上記構成によれば、絶縁コンバータの中点と交流電路の中性線とが接続される。電力変換装置が系統と切り離され自立運転をするときに、インバータの中点電位が絶縁コンバータにより制御される。その結果、自立運転時にも中点電位の不平衡が調整できる。
(2) 上記(1)において、絶縁コンバータは、1次巻線及び2次巻線を有するトランスと、1次巻線と絶縁コンバータの第1の端子対との間に接続される1次側インバータ回路と、2次巻線と絶縁コンバータの第2の端子対の間に接続される2次側3レベルインバータ回路とを含んでもよく、中点電位の出力端子は、2次側3レベルインバータ回路内の所定ノードに接続されてもよい。
絶縁コンバータが2次側3レベルインバータ回路を含む。そのため、スイッチング損失が生じない変圧比の範囲を広くとることができるという効果がある。またこの絶縁コンバータはDAB方式となり、電力変換装置による双方向の電力変換が可能になる。
(3) 上記(2)において、制御部は、絶縁コンバータのスイッチングを制御することにより、絶縁コンバータと中間コンデンサ部の間の電力伝送と、中点制御とを行う第1制御部と、インバータのスイッチングを制御することにより中間コンデンサ部と交流電路との間の電力伝送を行う第2制御部とを含んでもよい。
制御部が、絶縁コンバータのスイッチングを制御することにより電力伝送と中点制御との双方を行う。その結果、簡略な回路構成により自立運転時にも中性点からの線間電圧の不平衡を調整できる電力変換装置が提供できる。
(4) 上記(3)において、第1制御部は、1次側インバータ回路及び2次側3レベルインバータ回路を、所望の変圧比により定まる位相差をもってスイッチングするようフィードバック制御する位相差制御部と、2つのコンデンサの各々の両極間の電圧が均等となるように、2次側3レベルインバータ回路の中点電位を2つのコンデンサの各々の両極間の電圧を用いて制御する電圧制御部とを含んでもよい。
第1制御部は、変圧圧比により定まる位相差によるスイッチングにより所与の変圧比を実現できる。また電圧制御回路は、2つのコンデンサの両極間の電圧を用いて出力電圧を調整し中点電位を制御できる。
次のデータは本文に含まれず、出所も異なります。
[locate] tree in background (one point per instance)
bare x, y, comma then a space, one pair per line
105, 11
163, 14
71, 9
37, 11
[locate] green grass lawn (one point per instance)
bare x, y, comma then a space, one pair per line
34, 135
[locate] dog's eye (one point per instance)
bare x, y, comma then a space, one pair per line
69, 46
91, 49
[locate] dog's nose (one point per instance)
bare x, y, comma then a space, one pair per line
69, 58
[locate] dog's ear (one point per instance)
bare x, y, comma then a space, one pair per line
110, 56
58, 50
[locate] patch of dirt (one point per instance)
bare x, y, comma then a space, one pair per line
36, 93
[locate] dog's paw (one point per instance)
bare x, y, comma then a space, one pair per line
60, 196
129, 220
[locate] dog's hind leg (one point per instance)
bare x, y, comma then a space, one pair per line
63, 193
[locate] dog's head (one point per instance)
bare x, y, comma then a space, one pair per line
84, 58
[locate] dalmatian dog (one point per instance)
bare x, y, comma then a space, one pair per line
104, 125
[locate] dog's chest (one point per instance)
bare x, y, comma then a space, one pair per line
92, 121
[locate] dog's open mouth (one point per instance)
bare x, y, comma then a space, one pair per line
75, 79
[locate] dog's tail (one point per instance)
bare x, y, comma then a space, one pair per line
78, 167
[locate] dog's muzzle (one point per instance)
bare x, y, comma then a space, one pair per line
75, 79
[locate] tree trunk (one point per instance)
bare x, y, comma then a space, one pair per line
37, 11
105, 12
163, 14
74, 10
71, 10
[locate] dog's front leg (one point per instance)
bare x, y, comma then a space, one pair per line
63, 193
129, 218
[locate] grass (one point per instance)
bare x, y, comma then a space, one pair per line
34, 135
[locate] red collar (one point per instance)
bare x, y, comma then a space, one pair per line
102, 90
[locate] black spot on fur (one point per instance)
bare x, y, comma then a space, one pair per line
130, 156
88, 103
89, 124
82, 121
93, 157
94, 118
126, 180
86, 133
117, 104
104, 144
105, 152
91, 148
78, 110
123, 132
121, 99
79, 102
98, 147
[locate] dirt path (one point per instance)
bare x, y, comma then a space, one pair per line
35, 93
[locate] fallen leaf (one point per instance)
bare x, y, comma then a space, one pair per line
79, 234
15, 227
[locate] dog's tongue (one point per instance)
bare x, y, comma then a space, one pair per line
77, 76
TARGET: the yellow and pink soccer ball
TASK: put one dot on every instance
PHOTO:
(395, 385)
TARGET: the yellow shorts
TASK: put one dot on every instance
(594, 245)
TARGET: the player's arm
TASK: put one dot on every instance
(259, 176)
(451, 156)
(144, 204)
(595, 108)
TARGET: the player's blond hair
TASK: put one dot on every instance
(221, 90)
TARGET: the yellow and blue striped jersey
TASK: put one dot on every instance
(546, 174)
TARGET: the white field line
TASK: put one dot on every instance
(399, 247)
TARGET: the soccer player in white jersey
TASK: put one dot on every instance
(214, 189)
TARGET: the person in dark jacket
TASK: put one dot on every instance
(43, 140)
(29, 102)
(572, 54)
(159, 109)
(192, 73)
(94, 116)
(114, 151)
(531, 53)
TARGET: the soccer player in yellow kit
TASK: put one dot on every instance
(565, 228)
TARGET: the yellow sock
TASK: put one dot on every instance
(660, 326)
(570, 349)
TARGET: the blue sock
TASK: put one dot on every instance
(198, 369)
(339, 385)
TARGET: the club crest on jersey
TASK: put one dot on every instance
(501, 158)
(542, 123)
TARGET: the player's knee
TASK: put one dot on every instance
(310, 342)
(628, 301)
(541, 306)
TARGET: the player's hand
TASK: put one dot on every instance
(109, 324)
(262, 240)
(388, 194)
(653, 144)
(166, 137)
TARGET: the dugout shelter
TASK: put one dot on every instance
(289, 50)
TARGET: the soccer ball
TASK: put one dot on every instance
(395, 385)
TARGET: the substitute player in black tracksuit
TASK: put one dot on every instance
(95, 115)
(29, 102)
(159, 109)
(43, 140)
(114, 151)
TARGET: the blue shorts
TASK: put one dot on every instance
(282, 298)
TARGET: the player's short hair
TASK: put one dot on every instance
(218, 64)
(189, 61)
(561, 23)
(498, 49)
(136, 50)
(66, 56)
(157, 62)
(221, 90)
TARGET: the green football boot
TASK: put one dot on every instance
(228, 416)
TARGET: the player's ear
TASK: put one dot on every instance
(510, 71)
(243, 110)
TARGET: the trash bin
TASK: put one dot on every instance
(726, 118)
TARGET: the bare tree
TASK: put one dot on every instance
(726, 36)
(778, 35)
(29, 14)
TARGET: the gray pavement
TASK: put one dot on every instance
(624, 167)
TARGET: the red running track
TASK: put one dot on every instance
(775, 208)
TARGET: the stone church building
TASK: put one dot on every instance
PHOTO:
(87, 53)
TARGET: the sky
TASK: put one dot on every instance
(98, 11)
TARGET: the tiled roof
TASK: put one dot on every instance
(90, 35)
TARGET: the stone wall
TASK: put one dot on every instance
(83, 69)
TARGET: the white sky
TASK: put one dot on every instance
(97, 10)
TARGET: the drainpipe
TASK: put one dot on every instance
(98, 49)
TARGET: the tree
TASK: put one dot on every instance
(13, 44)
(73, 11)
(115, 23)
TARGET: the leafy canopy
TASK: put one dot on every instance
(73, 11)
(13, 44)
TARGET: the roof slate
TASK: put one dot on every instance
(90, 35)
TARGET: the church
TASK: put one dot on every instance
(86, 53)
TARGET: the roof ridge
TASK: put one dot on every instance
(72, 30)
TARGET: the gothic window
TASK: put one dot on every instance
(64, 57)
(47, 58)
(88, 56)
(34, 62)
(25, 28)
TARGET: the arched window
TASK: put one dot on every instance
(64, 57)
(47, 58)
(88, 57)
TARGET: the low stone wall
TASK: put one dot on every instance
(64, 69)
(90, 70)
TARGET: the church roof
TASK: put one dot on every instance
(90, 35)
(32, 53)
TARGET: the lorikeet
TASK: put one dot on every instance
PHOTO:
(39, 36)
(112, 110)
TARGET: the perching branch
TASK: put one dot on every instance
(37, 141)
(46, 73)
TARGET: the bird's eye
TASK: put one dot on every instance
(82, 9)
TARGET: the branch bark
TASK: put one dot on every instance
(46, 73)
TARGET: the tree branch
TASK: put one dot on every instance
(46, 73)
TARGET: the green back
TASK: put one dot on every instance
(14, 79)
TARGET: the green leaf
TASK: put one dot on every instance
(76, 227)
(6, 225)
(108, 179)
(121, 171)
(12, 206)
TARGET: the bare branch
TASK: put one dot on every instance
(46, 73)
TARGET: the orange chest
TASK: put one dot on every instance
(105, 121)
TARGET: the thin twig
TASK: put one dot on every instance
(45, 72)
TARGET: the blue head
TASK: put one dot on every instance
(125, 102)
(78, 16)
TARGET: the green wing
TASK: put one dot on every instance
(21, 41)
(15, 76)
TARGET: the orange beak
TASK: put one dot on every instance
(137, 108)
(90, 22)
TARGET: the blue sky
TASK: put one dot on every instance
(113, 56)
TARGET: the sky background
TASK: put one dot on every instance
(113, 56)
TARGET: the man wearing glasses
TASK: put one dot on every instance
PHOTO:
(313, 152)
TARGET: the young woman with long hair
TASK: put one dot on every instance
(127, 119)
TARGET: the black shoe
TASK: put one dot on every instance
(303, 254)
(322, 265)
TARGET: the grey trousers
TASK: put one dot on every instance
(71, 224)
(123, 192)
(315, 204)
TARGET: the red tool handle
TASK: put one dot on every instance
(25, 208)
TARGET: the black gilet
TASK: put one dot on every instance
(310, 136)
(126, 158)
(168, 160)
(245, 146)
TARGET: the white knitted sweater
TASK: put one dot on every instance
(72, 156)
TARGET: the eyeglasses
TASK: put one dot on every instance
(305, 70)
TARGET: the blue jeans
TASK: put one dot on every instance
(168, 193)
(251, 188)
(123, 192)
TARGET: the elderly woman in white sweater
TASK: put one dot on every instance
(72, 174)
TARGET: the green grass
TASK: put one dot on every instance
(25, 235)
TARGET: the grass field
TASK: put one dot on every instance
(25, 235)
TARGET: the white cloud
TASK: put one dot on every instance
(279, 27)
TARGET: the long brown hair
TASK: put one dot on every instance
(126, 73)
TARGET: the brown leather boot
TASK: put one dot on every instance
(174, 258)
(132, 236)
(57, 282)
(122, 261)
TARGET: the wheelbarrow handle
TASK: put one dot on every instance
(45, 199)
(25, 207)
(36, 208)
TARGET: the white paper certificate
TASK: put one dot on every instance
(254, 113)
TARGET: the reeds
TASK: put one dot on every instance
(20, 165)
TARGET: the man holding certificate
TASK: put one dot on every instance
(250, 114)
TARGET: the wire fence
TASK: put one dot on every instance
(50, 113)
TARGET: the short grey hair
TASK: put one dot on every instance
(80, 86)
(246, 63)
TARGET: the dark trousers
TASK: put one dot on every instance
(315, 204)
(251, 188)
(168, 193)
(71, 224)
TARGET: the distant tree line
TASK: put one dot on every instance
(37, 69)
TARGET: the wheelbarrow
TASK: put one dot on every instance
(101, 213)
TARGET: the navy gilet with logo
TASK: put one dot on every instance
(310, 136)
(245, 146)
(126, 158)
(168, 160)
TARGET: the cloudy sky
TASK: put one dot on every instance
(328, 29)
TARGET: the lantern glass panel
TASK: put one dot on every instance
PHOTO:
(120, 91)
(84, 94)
(5) 上記(4)において、2次側3レベルインバータ回路は、絶対値が0、第1電圧、第1電圧より高い第2電圧の3レベルに出力電圧を調整可能に構成されており、位相差制御部は、2次側3レベルインバータ回路の出力電圧がサイクルごとに正負を交代するように、かつ各サイクルにおいて出力電圧の絶対値が0、第1電圧、第2電圧、第1電圧、及び0という順番により変化するように2次側3レベルインバータ回路のスイッチングのタイミングを制御するタイミング制御部を含んでもよく、電圧制御部は、中点電位を定電圧制御するように、タイミング制御部が第1電圧を維持する位相を2つのコンデンサの各々の両極間の電圧を用いてフィードバック制御する位相フィードバック制御部を含んでもよい。
2次側3レベルインバータ回路のスイッチングのタイミングを制御することにより、広い変圧比範囲にわたりスイッチング損失を抑えることができる。さらに同じスイッチングのタイミングを変化させることにより、中点電位の制御も行える。変圧比範囲の拡大と中点電位の制御とを同じ回路により実現でき、制御を簡略にできるという効果がある。
(6) 上記(5)において、2つのコンデンサは第1のコンデンサ及び第2のコンデンサを含んでもよく、位相タイミング制御部は、2つのコンデンサの目標電圧の2乗と第1のコンデンサの両極間の電圧の2乗との差の絶対値である第1の値、及び2つのコンデンサの目標電圧の2乗と第2のコンデンサの両極間の電圧の2乗との差の絶対値である第2の値を算出する算出部と、第1の値及び第2の値のうちの最大値を選択する最大値選択部と、最大値選択部により選択された最大値が0となるように2次側3レベルインバータ回路のスイッチングのタイミングを決定するタイミング決定部とを含んでもよい。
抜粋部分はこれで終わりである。